Fri Mar 20 12:52:12 PDT 2009

At 07:02 21/03/2009, Paul Bouché (NSN) wrote:
>NUMBER
>     :
>     {noColonInNames || !noColonInNames}?=>
>     DIGIT_+
>     ;

That predicate is completely redundant.

>NAME
>     : {!noColonInNames}?=> (LETTERORDIGIT_ | COLON)+
>     | {noColonInNames }?=> LETTERORDIGIT_+ { 
> $type = SIMPLENAME; }
>     | {noColonInNames }?=> COLON { $type = 
> COLON; } { noColonInNames = false;}
>     ;
>
>If I then set the noColonInNames to true for the input
>a          :     b    a    3    a3   3a
>I get
>SIMPLENAME COLON NAME NAME NAME NAME NAME
>which is not what I want, I want the 3 to be 
>recognized as a NUMBER as it works without 
>predicates.
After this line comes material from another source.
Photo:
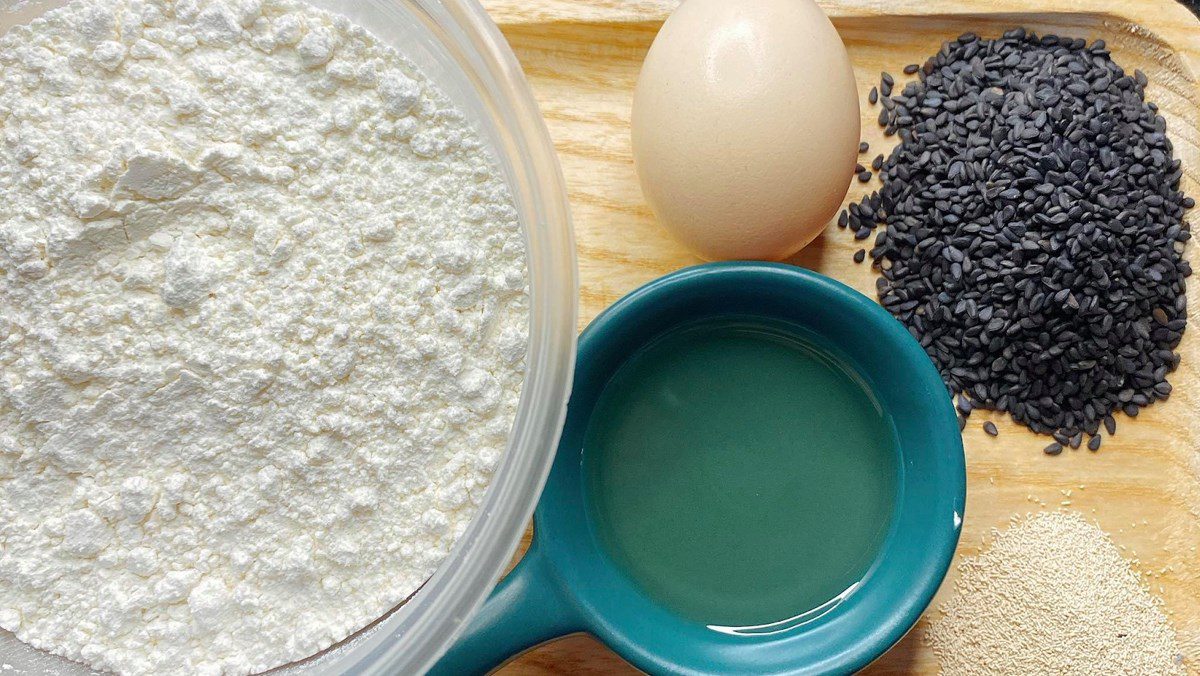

Imo there is a bug or I cannot 
>understand why it does not work.

Given the input "3", both NAME and NUMBER are 
viable output rules since both consume the exact 
same input.  ANTLR should therefore choose 
whichever one is listed first (which ought to be 
NUMBER in this case, unless you've listed the 
rules out-of-order).  If you don't want to be at 
the mercy of this sort of thing then you should 
modify the NAME rule so that a NAME is not 
permitted to begin with a digit.

But given your example input and what you've said 
thus far, I think you're overcomplicating 
things.  If there are no whitespace limitations 
between the name fragments and the colon (ie. 
whitespace is permitted and ignored), then what 
you really should do is to remove the NAME rule 
entirely and just have the lexer emit SIMPLENAME, 
COLON, and NUMBER.  Then up in the parser you can 
define a 'name' rule that recognises SIMPLENAME 
COLON SIMPLENAME (or whatever) as a single logical unit.